Now that we have developed consistent systems for scheduling and running Public Press Live events, we will focus more energy on generating blog posts and social media content from those events.
Do you plan to do this project again?
We are happy with many of the outcomes we have achieved with Public Press Live so far and plan to continue it indefinitely. Now that we have systems and methods in place, it is much easier to schedule and run Public Press Live events more frequently with less preparation time required for each event.
Would you recommend this revenue- or audience-building approach to other news organizations?
Yes.
What insight would you offer anyone using or thinking of trying a similar approach?

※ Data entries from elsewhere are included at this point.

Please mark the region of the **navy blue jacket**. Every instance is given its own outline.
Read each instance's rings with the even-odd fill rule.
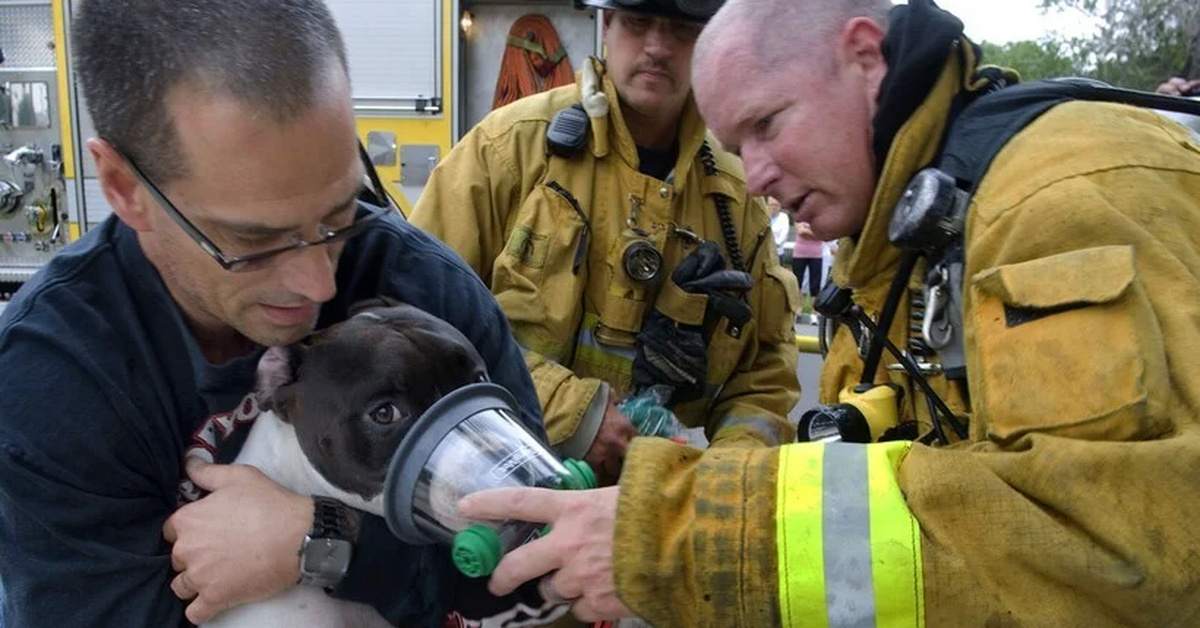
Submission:
[[[318,326],[378,295],[443,318],[544,438],[503,313],[447,247],[386,217],[346,244],[337,285]],[[0,317],[0,624],[187,625],[168,586],[162,526],[179,503],[185,449],[253,389],[261,354],[209,364],[134,232],[115,218],[18,292]],[[440,625],[457,586],[447,554],[405,546],[367,516],[334,594],[394,623]]]

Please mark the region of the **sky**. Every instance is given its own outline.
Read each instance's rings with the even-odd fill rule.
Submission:
[[[1077,11],[1042,14],[1039,0],[937,0],[937,5],[958,16],[974,41],[1004,44],[1041,39],[1045,35],[1081,36],[1096,30]]]

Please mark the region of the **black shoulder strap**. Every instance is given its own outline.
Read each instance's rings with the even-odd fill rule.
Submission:
[[[1200,115],[1200,102],[1148,92],[1115,89],[1090,79],[1052,79],[1000,87],[965,105],[954,118],[937,158],[937,168],[968,196],[975,193],[992,161],[1008,141],[1042,114],[1064,102],[1087,100]],[[964,204],[964,209],[967,205]],[[931,256],[926,284],[939,280],[950,290],[946,315],[962,329],[962,281],[966,251],[961,235]],[[947,285],[948,284],[948,285]],[[965,379],[961,332],[938,349],[951,379]]]
[[[992,160],[1013,136],[1056,105],[1071,100],[1110,102],[1200,115],[1200,102],[1109,87],[1091,79],[1019,83],[978,97],[954,119],[938,168],[974,193]]]

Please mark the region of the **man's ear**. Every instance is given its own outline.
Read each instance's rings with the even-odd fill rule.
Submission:
[[[285,423],[287,413],[295,399],[292,383],[296,381],[296,369],[303,352],[301,345],[271,347],[258,361],[258,381],[255,393],[263,411],[271,411]]]
[[[134,231],[152,231],[152,223],[143,202],[142,184],[133,175],[128,162],[112,144],[98,137],[87,141],[88,152],[96,162],[96,173],[104,198],[121,222]]]
[[[879,87],[887,75],[887,59],[883,56],[883,39],[887,32],[868,17],[856,17],[846,22],[838,38],[838,56],[842,63],[862,75],[868,98],[874,103]]]

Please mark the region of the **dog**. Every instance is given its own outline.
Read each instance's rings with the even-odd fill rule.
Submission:
[[[445,394],[487,381],[457,329],[404,304],[354,308],[346,321],[259,362],[260,404],[237,459],[302,495],[383,516],[388,463],[421,414]],[[397,592],[403,594],[402,592]],[[369,606],[296,585],[224,611],[207,628],[383,628]]]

Several aspects of this project took longer than we expected. We hired a part-time contractor in May and June who a) developed the initial list of neighborhood and community organizations for us to approach and made a first round of contacts, b) worked with the leadership team to create a streamlined slide deck, equipment box and event checklist, and c) created outlines for 10-minute, 30-minute and one-hour sessions incorporating both presentations and discussions. We designed these to fit various time slots that groups requested for our participation in their meetings.
In August, we hired Daphne Magnawa as our membership and outreach coordinator to manage the Public Press Live program along with our formal membership program, and other events and outreach.
Daphne — now our director of membership and community — has done a great job executing this project and has accelerated our event schedule for the next several months. When we first started the program, it was more challenging than we expected to fill our calendar with Public Press Live events. We learned that most community groups only meet once a month, and we often needed to schedule with groups several months in advance. Based on our experience with this pilot initiative, we are better equipped to handle the long-range scheduling required to manage Public Press Live as an ongoing program.
Describe the market/community that you serve.
Geographically, we focus most of our reporting and engagement efforts in San Francisco, CA. About 20 percent of our reporting extends to the greater Bay Area, and we occasionally cover statewide issues. We report stories that have broad impact — cost of housing, sea level rise, public education — and also investigate issues affecting marginalized groups to cover important stories that are underreported by the commercial press.
What was your organization’s revenue mix (i.e. sources and %) prior to the project? Did the revenue mix change as a result of the project?
Our revenue mix in 2015 was about 65 percent memberships, subscriptions and other donations from individuals, 25 percent from grants, 8 percent from renting desks to freelance journalists, and the rest from single copy sales and miscellaneous income.
Our revenue mix shifted significantly because we received several new grants in 2016, and a much larger percentage of our funding (about 60 percent) came from charitable foundations.
We expect that our Public Press Live initiative and other ongoing outreach activities will have a long-term positive effect on our ability to expand our membership program. We continue to find that, as with many public radio stations, about 10 percent of our regular audience members (for our purposes, newsletter subscribers) donate to the organization. We know that significantly growing our audience (and making up for those we lose by attrition) will be essential to the stability and long-term health of the organization.